Dès qu’il ne fut plus là, Phasie regarda fixement son filleul.

— Hein, crois-tu ? l’as-tu vu fouiller du regard là-bas, dans ce coin ?… C’est que l’idée lui est venue que je pouvais avoir caché mon magot derrière le pot à beurre… Ah ! je le connais, je suis sûre que, cette nuit, il ira déranger le pot, pour voir.

Mais des sueurs la prenaient, un tremblement agitait ses membres.

— Regarde, ça y est encore, va ! Il m’aura droguée, j’ai la bouche amère comme si j’avais avalé des vieux sous. Dieu sait pourtant si j’ai rien pris de sa main ! C’est à se ficher à l’eau… Ce soir, je n’en peux plus, vaut mieux que je me couche. Alors, adieu, mon garçon, parce que, si tu pars à sept heures vingt-six, ce sera de trop bonne heure pour moi. Et reviens, n’est-ce pas ? et espérons que j’y serai toujours.
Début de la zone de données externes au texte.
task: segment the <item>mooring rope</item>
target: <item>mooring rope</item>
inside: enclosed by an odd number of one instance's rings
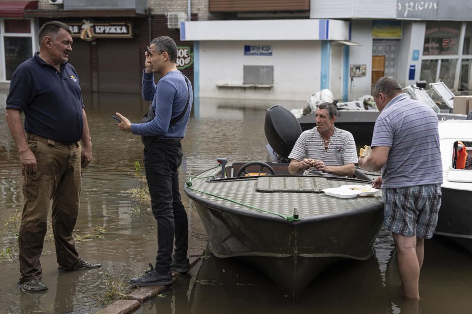
[[[194,188],[192,187],[192,178],[195,178],[195,179],[207,179],[207,178],[213,178],[214,180],[216,180],[216,177],[215,176],[208,176],[208,177],[201,177],[201,178],[199,178],[199,177],[195,177],[195,176],[188,176],[188,180],[185,182],[185,184],[186,184],[187,187],[188,189],[191,189],[191,190],[193,190],[193,191],[196,191],[197,192],[200,192],[200,193],[203,193],[205,194],[206,194],[206,195],[210,195],[210,196],[213,196],[213,197],[217,197],[217,198],[220,198],[220,199],[222,199],[222,200],[226,200],[226,201],[229,201],[230,202],[233,202],[233,203],[236,203],[236,204],[238,204],[238,205],[242,205],[242,206],[245,206],[246,207],[248,207],[248,208],[251,208],[251,209],[256,209],[256,210],[260,210],[261,211],[263,211],[263,212],[266,212],[266,213],[267,213],[272,214],[273,214],[273,215],[277,215],[277,216],[279,216],[279,217],[281,217],[284,218],[284,219],[285,219],[285,220],[287,220],[287,221],[296,221],[296,220],[299,220],[299,219],[300,219],[299,217],[299,218],[294,218],[293,215],[290,215],[290,216],[284,216],[284,215],[282,215],[282,214],[279,214],[279,213],[276,213],[276,212],[272,212],[272,211],[270,211],[270,210],[266,210],[266,209],[262,209],[259,208],[258,207],[255,207],[255,206],[252,206],[252,205],[248,205],[248,204],[245,204],[243,203],[241,203],[240,202],[238,202],[237,201],[235,201],[235,200],[232,200],[231,199],[229,199],[229,198],[227,198],[227,197],[223,197],[223,196],[220,196],[219,195],[215,195],[215,194],[211,194],[211,193],[208,193],[207,192],[205,192],[205,191],[201,191],[200,190],[198,190],[198,189],[197,189]]]

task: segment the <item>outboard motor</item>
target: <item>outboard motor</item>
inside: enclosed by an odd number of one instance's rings
[[[272,106],[266,112],[264,131],[269,144],[279,159],[283,159],[277,161],[288,162],[289,155],[302,132],[295,116],[283,106]]]

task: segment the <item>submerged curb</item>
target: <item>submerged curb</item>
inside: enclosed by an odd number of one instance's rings
[[[190,268],[193,268],[205,253],[205,251],[196,254],[195,256],[188,258],[190,263]],[[175,276],[178,272],[173,271],[174,277],[172,282],[176,281]],[[141,304],[154,298],[156,295],[165,290],[168,286],[151,286],[144,287],[135,290],[128,295],[128,300],[118,300],[111,304],[99,310],[93,314],[130,314],[138,310]]]

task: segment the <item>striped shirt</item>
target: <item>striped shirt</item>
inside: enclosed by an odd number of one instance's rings
[[[407,94],[395,97],[382,110],[372,146],[390,147],[382,167],[383,188],[442,183],[438,116]]]
[[[343,166],[348,163],[357,163],[357,155],[353,134],[347,131],[334,127],[334,133],[329,138],[327,151],[324,151],[323,138],[318,127],[305,131],[296,140],[289,159],[299,161],[304,158],[323,160],[326,166]],[[323,175],[338,176],[319,171],[313,167],[305,170],[307,175]]]

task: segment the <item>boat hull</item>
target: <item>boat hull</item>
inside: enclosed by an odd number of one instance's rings
[[[383,204],[379,204],[358,212],[289,223],[198,202],[195,205],[213,254],[249,262],[293,300],[332,263],[369,258],[384,215]]]
[[[472,253],[472,193],[442,187],[435,234],[443,236]]]

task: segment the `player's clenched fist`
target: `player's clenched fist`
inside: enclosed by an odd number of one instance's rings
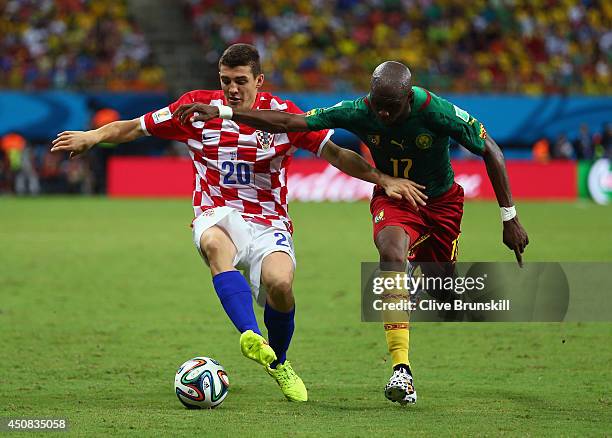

Il dut l’aider à rentrer dans la chambre, où elle se coucha et s’endormit, accablée. Resté seul, il hésita, se demandant s’il ne devait pas monter s’étendre, lui aussi, sur le foin qui l’attendait au grenier. Mais il n’était que huit heures moins dix, il avait le temps de dormir. Et il sortit à son tour, laissant brûler la petite lampe à pétrole, dans la maison vide et ensommeillée, ébranlée de temps à autre par le tonnerre brusque d’un train.